Urban Nesting of Black Vultures in Houston, Texas, USA
L. Jen Shaffer1*, James Garland Hurst2, Scott Johnston2, Trey Barron3, William W. Bowerman4, Sonja Krüger5,6, Lindy J. Thompson5,7, and Mary Ann Ottinger8
1Department of Anthropology, 1111 Woods Hall, 4302 Chapel Lane, University of Maryland, College Park, Maryland 21144. 2Givens & Johnston, PLLC, Houston, Texas 77024. 3Texas Parks and Wildlife, Victoria, Texas 77901. 4Department of Environmental Science & Technology, 1443 Animal Sciences Building, 8127 Regents Drive, College Park, Maryland 20742. 5Centre for Functional Biodiversity, School of Life Sciences, University of KwaZulu-Natal, Private Bag X01, Pietermaritzburg 3209, South Africa. 6Ezemvelo KwaZulu-Natal Wildlife, Scientific Services, P.O. Box 13053, Cascades 3202, South Africa. 7Birds of Prey Programme, Endangered Wildlife Trust, Midrand, South Africa. 8Department of Biology and Biochemistry, University of Houston, Houston, Texas, 77204. *Corresponding author.

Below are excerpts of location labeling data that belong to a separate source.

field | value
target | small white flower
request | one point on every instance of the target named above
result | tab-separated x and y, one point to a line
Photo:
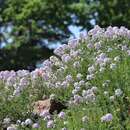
84	119
113	66
118	92
107	118
11	128
35	125
28	122
112	98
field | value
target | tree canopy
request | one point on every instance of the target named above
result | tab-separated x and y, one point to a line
35	23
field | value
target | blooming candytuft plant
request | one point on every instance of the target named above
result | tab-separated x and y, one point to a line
89	75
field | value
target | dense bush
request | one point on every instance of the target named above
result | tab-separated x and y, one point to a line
90	74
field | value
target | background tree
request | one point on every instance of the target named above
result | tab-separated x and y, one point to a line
36	23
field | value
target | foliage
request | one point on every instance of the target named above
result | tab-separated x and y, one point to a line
89	74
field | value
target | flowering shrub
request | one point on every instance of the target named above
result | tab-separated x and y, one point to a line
90	74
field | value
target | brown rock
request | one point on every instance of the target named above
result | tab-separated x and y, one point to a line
48	104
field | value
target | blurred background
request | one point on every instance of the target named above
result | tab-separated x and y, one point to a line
31	29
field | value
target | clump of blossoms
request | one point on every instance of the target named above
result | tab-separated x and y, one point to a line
85	73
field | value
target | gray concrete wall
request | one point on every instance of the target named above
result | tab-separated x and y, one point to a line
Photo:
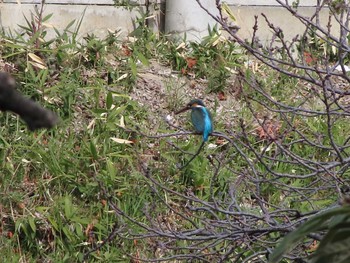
101	15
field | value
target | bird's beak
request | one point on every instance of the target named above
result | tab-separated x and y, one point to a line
182	110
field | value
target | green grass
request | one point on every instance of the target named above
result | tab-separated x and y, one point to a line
53	206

Urban Naturalist Notes, No. 2 (2022)
Abstract
Reports of Black Vultures in urban and suburban areas are increasing as populations grow and expand in North America. While Black Vultures perform a valuable service in removing roadkill and waste, their behavior also contributes to risks for air traffic and sensitive infrastructure. Research has focused on food availability and roosting behaviors in urban and suburban areas as drivers of conflict that require management strategies. However, nest site preferences in these human-dominated landscapes remain underexplored. In this short communication, we describe the successful nesting by a pair of Black Vultures on a third floor balcony in metropolitan Houston, Texas, United States.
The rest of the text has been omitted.